Every now and then I encounter an ethics article that covers a topic in a both thorough and refreshingly easily-digested manner - too many are either or neither of those... Just read a great piece by Vadim Liberman in the Conference Board Review called "Workers Behaving Badly". It falls squarely into the if-you-just-read-one-piece-on-business-ethics-this-month-make-it-this-one category.
As a 'teaser', here's a part of the lead-in to the article:
"The executive who expenses a few kinda-sorta-but-probably-not-really work-related dinners or cab rides, the colleague who comes in a bit late every morning, the employee who charges a hotel-room movie to the company, the worker who expenses a new stapler and takes it home, the manager who knows he needs a receipt for a reimbursement of $25 but since he doesn’t have one decides to submit two requests for $12.50 . . . the question isn’t whether these individuals are acting unethically.
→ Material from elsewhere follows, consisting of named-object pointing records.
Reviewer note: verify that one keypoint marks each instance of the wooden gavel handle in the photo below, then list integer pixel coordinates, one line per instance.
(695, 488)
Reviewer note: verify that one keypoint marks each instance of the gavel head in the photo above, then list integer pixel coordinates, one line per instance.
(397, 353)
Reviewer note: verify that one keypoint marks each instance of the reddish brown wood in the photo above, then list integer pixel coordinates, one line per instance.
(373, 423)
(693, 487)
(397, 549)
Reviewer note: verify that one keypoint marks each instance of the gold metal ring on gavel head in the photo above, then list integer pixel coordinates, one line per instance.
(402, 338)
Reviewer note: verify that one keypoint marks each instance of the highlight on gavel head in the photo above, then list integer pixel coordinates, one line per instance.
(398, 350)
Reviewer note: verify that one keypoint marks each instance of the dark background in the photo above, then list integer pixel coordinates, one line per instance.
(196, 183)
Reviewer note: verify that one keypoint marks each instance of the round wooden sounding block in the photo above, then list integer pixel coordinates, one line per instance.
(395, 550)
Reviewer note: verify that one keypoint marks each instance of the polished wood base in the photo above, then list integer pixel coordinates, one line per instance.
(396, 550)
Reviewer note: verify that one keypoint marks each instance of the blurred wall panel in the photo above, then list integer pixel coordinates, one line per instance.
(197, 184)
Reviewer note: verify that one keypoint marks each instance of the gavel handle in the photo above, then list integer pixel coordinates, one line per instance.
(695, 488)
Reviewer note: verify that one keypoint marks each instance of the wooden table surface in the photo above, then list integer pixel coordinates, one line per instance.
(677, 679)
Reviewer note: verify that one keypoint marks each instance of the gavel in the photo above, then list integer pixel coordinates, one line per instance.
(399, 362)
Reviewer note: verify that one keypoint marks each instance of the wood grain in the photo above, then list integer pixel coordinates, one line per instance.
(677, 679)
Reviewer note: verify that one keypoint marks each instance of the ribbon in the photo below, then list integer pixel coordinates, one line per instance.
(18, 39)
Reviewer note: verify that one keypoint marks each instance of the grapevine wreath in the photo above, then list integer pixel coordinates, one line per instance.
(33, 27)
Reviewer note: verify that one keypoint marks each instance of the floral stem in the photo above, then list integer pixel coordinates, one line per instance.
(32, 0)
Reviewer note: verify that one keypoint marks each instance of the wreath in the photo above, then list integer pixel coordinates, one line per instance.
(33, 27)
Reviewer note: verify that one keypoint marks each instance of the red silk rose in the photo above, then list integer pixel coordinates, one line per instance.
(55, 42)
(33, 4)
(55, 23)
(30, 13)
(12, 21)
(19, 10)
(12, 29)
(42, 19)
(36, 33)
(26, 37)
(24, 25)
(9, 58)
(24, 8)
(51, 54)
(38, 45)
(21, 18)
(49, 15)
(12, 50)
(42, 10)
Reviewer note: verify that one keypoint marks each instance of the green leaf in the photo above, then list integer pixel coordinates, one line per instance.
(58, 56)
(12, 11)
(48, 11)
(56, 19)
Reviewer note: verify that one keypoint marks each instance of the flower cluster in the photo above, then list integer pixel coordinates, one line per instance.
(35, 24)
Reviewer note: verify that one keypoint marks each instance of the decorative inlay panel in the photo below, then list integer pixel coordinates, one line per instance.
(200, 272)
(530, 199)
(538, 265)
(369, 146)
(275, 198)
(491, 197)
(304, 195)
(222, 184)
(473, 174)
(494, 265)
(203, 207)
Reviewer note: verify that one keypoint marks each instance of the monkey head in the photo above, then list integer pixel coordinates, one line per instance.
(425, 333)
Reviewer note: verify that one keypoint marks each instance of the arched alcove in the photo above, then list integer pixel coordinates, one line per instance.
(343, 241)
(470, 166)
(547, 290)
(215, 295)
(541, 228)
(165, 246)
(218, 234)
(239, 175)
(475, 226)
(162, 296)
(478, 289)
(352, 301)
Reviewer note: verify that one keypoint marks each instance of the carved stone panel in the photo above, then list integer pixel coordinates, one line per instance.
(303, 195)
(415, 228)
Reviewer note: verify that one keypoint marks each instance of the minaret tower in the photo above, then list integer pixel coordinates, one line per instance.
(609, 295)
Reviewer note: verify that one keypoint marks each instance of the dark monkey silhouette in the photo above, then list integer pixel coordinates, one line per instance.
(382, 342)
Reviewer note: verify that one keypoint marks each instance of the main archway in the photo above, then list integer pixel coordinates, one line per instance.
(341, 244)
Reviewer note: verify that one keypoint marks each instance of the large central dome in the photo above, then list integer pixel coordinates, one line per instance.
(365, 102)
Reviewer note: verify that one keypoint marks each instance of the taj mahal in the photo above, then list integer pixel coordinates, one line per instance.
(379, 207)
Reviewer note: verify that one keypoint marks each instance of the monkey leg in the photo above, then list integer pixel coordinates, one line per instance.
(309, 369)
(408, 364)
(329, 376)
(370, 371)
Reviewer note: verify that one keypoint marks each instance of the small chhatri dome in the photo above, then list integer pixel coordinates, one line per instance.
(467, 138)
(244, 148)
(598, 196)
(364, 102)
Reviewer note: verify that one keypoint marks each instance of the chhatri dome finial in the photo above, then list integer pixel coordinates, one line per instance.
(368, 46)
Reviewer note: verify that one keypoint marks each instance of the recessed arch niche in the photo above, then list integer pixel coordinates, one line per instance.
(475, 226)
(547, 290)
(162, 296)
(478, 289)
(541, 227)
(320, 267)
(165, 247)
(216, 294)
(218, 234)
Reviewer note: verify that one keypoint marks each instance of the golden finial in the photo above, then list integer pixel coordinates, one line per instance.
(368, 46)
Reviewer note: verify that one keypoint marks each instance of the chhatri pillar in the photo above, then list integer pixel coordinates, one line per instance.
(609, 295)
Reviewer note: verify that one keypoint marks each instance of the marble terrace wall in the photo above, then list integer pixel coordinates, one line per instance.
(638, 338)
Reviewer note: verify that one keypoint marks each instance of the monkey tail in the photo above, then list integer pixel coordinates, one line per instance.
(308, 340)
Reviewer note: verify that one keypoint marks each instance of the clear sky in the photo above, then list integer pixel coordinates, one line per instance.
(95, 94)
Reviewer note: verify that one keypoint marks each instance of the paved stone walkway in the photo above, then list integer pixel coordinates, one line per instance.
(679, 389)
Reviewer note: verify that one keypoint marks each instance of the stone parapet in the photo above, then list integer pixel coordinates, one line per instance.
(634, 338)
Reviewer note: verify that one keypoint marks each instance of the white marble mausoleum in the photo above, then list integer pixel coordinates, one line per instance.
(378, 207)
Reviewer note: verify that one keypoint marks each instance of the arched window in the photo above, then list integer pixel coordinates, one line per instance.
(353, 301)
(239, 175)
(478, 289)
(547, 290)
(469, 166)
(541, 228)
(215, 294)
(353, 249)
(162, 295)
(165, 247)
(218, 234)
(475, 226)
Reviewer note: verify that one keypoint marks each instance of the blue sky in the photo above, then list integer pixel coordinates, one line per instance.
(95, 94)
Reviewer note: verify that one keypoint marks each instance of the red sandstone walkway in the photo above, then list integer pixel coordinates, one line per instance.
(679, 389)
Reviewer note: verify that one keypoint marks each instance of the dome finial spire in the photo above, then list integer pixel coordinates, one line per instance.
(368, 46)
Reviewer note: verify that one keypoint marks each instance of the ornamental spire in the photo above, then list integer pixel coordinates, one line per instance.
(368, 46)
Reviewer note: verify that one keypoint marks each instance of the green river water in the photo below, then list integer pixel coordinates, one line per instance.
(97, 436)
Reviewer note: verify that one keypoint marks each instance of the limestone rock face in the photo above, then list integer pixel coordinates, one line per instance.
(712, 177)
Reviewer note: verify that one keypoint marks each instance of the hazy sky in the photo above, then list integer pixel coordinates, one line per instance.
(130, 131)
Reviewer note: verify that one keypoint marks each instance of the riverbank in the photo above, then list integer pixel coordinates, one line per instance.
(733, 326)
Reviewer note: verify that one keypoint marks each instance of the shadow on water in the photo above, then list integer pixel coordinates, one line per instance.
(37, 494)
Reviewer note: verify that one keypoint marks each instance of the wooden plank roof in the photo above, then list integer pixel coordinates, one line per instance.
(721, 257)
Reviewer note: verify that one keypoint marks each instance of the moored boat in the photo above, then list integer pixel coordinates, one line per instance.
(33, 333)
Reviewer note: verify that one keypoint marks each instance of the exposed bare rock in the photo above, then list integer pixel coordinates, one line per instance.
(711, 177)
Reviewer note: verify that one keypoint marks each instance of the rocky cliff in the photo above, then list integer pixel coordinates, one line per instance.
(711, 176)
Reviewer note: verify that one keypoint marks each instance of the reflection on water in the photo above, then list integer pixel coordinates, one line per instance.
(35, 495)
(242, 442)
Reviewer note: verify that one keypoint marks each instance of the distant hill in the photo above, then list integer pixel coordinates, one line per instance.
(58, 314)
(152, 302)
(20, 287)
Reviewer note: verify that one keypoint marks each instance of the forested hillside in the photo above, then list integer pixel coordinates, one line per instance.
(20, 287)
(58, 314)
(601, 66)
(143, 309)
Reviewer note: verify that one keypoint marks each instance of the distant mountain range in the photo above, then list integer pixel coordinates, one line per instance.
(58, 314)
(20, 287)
They probably are. The question is: Should a company care? Should organizations concern themselves with of their workers’ ethical infractions? Or just specific bad behavior? Or just specific workers? Or just at specific times? Where do you draw the line?"
Liberman, along with a number of guest contributors, do a better job than most in then trying to answer those questions. Can it actually be done? Of course not! That's why these simple-sounding illustrations are so vexing - they sound easy and obvious when, of course, they really aren't. BUT, this piece does a terrific job of talking through how you might go about deciding how you want to answer them for yourself and your company.
Among other things, it's great to hear/see someone dare say out loud that where one draws the line on ethics issues, especially those not affecting anyone outside the company, is often really a matter of choice and not something iron-clad. Though I happen to be a proponent of drawing a fairly conservative line - for exactly the range of reasons given in the article - I'm certainly conscious of the fact that one can reasonably argue for drawing the line in any number of places. As I say so often in my programs, what frequently matters most has less to do with the decision you make (about where you draw the ethical line) and more to do with your rationale, the message your decision sends, and the degree to which your decision will be both sensible and enforceable for everyone in the organization.
Agree or not, it's a very nicely done article and highly recommended.
And, er, where do you and your company draw the line?